(ORDO NEWS) — Now we are trying to monitor nature and prevent the extinction of small species. However, before people did not care about animals so much.
For centuries, mindless and driven only by their appetite, hunters and sailors have exterminated entire species. Here are just a few of the most famous animal species that the Earth has lost.
People are not always good at moderation, especially when it seems that there are still many animals to eat and they are very tasty.
Although extinctions always depend on many factors, the destruction of some species can be almost directly related to the voracious appetites of modern humans. Here are just a few of the animals we have lost due to our overeating.
1- Dodo bird
These flightless land birds were once abundant on the island of Mauritius in the Indian Ocean. Larger than turkeys, Dodos or Mauritian dodos weighed about 23 kg and had blue-gray plumage and a large head.
In an environment without natural predators, the birds were not afraid of the Portuguese sailors who discovered them around 1507. As a result, humans quickly wiped out a significant portion of the dodo population simply by eating them.

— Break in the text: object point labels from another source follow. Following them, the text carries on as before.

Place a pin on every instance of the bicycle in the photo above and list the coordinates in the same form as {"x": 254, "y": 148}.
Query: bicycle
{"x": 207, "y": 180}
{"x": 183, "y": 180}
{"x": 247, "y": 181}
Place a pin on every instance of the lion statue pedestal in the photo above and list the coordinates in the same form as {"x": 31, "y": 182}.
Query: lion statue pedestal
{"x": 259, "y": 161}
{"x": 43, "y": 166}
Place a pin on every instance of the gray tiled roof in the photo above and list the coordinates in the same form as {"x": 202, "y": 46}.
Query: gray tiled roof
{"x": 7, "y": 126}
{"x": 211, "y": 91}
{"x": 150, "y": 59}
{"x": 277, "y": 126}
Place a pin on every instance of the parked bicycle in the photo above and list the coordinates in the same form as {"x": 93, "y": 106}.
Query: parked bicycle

The later introduction of monkeys, pigs, and rats to the island proved disastrous for these birds, as these mammals began to eat the eggs of Dodo birds. The last dodo was killed in 1681. Unfortunately, there are very few scientific descriptions or museum specimens of these animals.
2- Sea ​​cows
Discovered in 1741 by the German naturalist Georg W. Steller, sea or Steller cows once inhabited the coastal areas of the Commander Islands in the Bering Sea.
Much larger than modern manatees and dugongs, sea cows reached a length of 9-10 meters and weighed about 10 metric tons.
These massive, docile animals floated on the surface of coastal waters, but, unfortunately, were not able to dive.
This made them an easy harpoon target for Russian sealers, who used them as a source of meat on long sea voyages. Because of this, Steller’s cows were extirpated in 1768, less than 30 years after they were first discovered.
3- Passenger pigeon
Once known for its massive migratory flocks that darkened the sky for days, the passenger pigeon began to die out due to hunting in the early 1900s.
Billions of these birds once inhabited eastern North America and were similar in appearance to turtle doves. As the American settlers moved west, they annually slaughtered millions of passenger pigeons for meat and shipped them to markets.
Hunters often raided their nesting sites and destroyed entire colonies in one breeding season. From 1870, the decline of the species became rapid, and some unsuccessful attempts were made to breed birds in captivity.
The last known passenger pigeon, named Martha, died on September 1, 1914 at the Cincinnati Zoo in Ohio.
4- Great auk
The great auk or great auk was a flightless seabird that bred in colonies on rocky islands in the North Atlantic, namely St Kilda, the Faroe Islands, Iceland, and Funk Island off Newfoundland.
The birds were about 75 cm long and had short wings which they used as flippers. Completely defenseless, auks were killed by hunters in the early 1800s.
Enormous numbers were captured by sailors, who often drove the birds onto the deck and killed them. The last known members of the species were killed in June 1844 on Eldey Island, Iceland for museum collection.
5- Woolly mammoth
Thanks to a number of well-preserved frozen carcasses in Siberia, the woolly mammoth is the best known of all mammoth species.
These massive animals died out about 7500 years ago, after the end of the last Ice Age. While climate change certainly played a significant role in their extinction, recent research suggests that humans may have also played a significant role in their demise.
Mass hunting and a warming climate are a deadly combination, and it seems that even the mighty mammoth could not resist the human appetite in a changing world.